Katharine Lee Bates (August 12, 1859 – March 28, 1929)
Probably best known as the author of the words to “America the Beautiful,” Katharine Lee Bates was a prolific poet and a professor of English and head of the English department at Wellesley, where she had been a student in its earliest years.
Her father, a Congregational minister, died when Katharine was less than a month old. Her brothers had to go to work to help support the family, but Katharine was given an education. She received her B.A. from Wellesley College in 1880. She wrote to supplement her income. “Sleep” was published by The Atlantic Monthly during her undergraduate years at Wellesley.
A trip to Colorado in 1893 and the view from Pikes Peak inspired Katharine Lee Bates to write the poem, “America the Beautiful,” which was published in The Congregationalist two years after she wrote it. The Boston Evening Transcript published a revised version in 1904, and the public adopted the idealistic poem quickly.
Katharine Lee Bates helped found the New England Poetry Club in 1915 and served for a time as its president, and she was involved in a few social reform activities, working for labor reform and planning the College Settlements Association with Vida Scudder.
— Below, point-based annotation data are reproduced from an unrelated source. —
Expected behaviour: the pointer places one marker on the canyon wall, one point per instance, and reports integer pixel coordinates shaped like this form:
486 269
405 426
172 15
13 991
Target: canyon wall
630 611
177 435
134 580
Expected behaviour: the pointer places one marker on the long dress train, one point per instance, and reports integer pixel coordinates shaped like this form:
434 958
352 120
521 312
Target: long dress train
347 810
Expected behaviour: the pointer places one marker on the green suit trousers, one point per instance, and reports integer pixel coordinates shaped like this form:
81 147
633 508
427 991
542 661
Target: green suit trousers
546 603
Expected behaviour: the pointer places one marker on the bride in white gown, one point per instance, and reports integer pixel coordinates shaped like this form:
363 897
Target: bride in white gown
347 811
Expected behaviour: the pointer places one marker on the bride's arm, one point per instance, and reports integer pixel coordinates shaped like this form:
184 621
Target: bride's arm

She was raised in the Congregational faith of her ancestors; as an adult, she was deeply religious but could not find a church in whose faith she could be certain.
Katharine Lee Bates lived for twenty-five years with Katharine Coman in a committed partnership that has sometimes been described as a “romantic friendship.” Bates wrote, after Coman died, “So much of me died with Katharine Coman that I’m sometimes not quite sure whether I’m alive or not.”
Bates’ teaching career was the central interest of her adult life. She believed that through literature, human values could be revealed and developed.